T-shirts now come in all colors and many display slogans or logos or some kind of image. How did this happen, I wonder? I remember an iconic photo of James Dean wearing jeans and a white t-shirt. Marlon Brando wore a white t-shirt in the 1951 movie A Streetcar Named Desire. It was the cowboy uniform and was adopted by poets and musicians in the Sixties. The t-shirt and jeans rose up together, from their beginning as work uniform. My grandpa disliked jeans. They reminded him of the workwear called Blaumann, literally blue man, which he wore in the factory where he worked as a machinist. I tried to tell him it was a similar color but a different fabric, to no avail.

My mom bought my first pair of jeans at a department store.

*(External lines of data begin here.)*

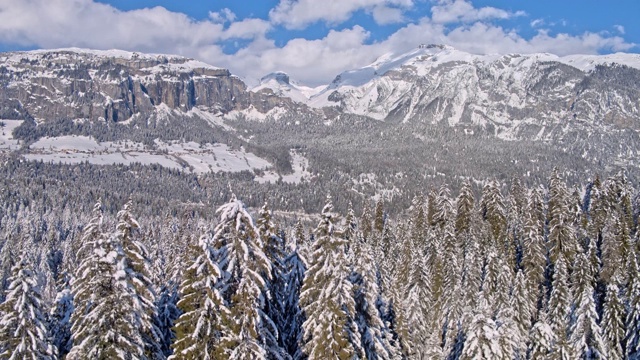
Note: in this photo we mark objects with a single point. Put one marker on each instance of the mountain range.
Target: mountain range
(431, 113)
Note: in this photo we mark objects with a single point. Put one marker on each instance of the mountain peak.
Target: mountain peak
(435, 46)
(279, 76)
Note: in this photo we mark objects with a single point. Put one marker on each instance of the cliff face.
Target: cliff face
(114, 85)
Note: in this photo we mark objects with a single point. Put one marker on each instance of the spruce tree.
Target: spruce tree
(247, 269)
(199, 329)
(23, 328)
(482, 340)
(613, 323)
(542, 339)
(137, 260)
(632, 336)
(275, 290)
(107, 321)
(326, 296)
(60, 317)
(559, 311)
(295, 270)
(586, 335)
(374, 334)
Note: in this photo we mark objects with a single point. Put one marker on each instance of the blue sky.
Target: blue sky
(315, 40)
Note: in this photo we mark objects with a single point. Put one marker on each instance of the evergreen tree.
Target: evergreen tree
(275, 291)
(586, 335)
(482, 340)
(199, 327)
(326, 297)
(632, 335)
(137, 260)
(60, 317)
(559, 311)
(542, 339)
(520, 303)
(613, 323)
(107, 321)
(23, 330)
(561, 235)
(241, 256)
(373, 332)
(293, 316)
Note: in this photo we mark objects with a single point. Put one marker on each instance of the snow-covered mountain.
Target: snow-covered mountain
(114, 85)
(280, 84)
(433, 111)
(435, 83)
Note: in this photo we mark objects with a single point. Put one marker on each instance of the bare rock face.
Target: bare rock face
(115, 85)
(514, 94)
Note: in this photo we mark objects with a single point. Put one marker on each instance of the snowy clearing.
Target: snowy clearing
(189, 156)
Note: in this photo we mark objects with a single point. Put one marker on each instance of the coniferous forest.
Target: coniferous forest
(542, 272)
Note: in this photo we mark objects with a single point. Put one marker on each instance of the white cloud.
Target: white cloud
(298, 14)
(619, 28)
(85, 23)
(222, 16)
(383, 15)
(537, 23)
(463, 11)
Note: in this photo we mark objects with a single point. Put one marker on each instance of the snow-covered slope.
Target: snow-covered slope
(435, 83)
(280, 84)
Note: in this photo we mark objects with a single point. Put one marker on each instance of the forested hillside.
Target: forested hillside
(549, 271)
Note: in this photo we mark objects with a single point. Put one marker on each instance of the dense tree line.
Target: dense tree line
(547, 272)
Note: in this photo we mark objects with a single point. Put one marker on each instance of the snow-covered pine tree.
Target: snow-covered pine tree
(374, 334)
(561, 236)
(613, 323)
(241, 257)
(326, 297)
(493, 210)
(199, 329)
(542, 338)
(559, 311)
(632, 335)
(60, 316)
(482, 340)
(275, 290)
(137, 260)
(586, 335)
(465, 203)
(23, 328)
(534, 257)
(521, 305)
(168, 312)
(379, 218)
(106, 321)
(295, 270)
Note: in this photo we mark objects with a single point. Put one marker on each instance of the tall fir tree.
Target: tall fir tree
(613, 323)
(246, 269)
(138, 263)
(199, 328)
(586, 334)
(106, 322)
(293, 316)
(559, 311)
(329, 330)
(23, 327)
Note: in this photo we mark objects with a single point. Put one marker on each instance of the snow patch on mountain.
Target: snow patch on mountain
(281, 85)
(187, 156)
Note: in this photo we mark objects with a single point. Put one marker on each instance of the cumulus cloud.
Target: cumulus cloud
(619, 28)
(85, 23)
(298, 14)
(222, 16)
(463, 11)
(537, 23)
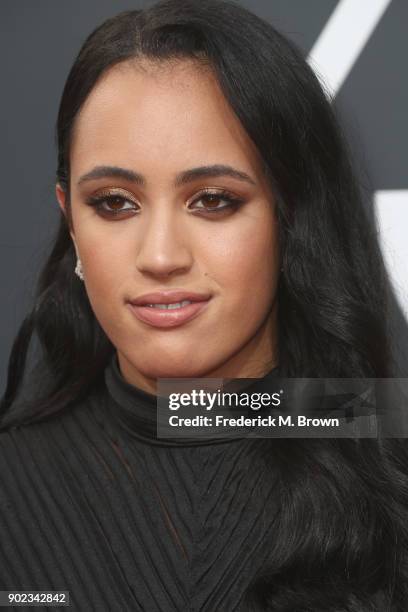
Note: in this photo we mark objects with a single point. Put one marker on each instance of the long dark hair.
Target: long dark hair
(333, 303)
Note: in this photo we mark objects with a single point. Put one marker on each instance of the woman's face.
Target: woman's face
(168, 227)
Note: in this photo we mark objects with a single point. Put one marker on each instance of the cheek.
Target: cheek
(245, 264)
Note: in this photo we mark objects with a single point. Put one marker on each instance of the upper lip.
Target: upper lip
(170, 296)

I could immediately see that the fabric didn’t at all look like the denim that Levis jeans were made of. Levis were the gold standard among my friends. Mom didn’t understand what my problem was and so I had to wear the pants to school. The other students looked at me with pity, or so I thought.

You can’t wear a t-shirt to your grandfather’s birthday party, you can’t wear a t-shirt to the family dinner, you absolutely can’t wear a t-shirt to this funeral. Perhaps part of the allure of jeans and t-shirt was the fact that one had to fight to wear them in the first place. It’s funny now to think that just 50 years ago insisting on wearing a t-shirt and maybe even denim… and perhaps letting one’s hair grow down to the shoulders was such an act of rebellion.

I wonder whether it was in fact easier to have something so simple that could rile up parents and grandparents. Now one really has to think of something much more radical to achieve the kind of anger that would make a total stranger yell at me that I should be ashamed of myself and run, not walk, to a barber.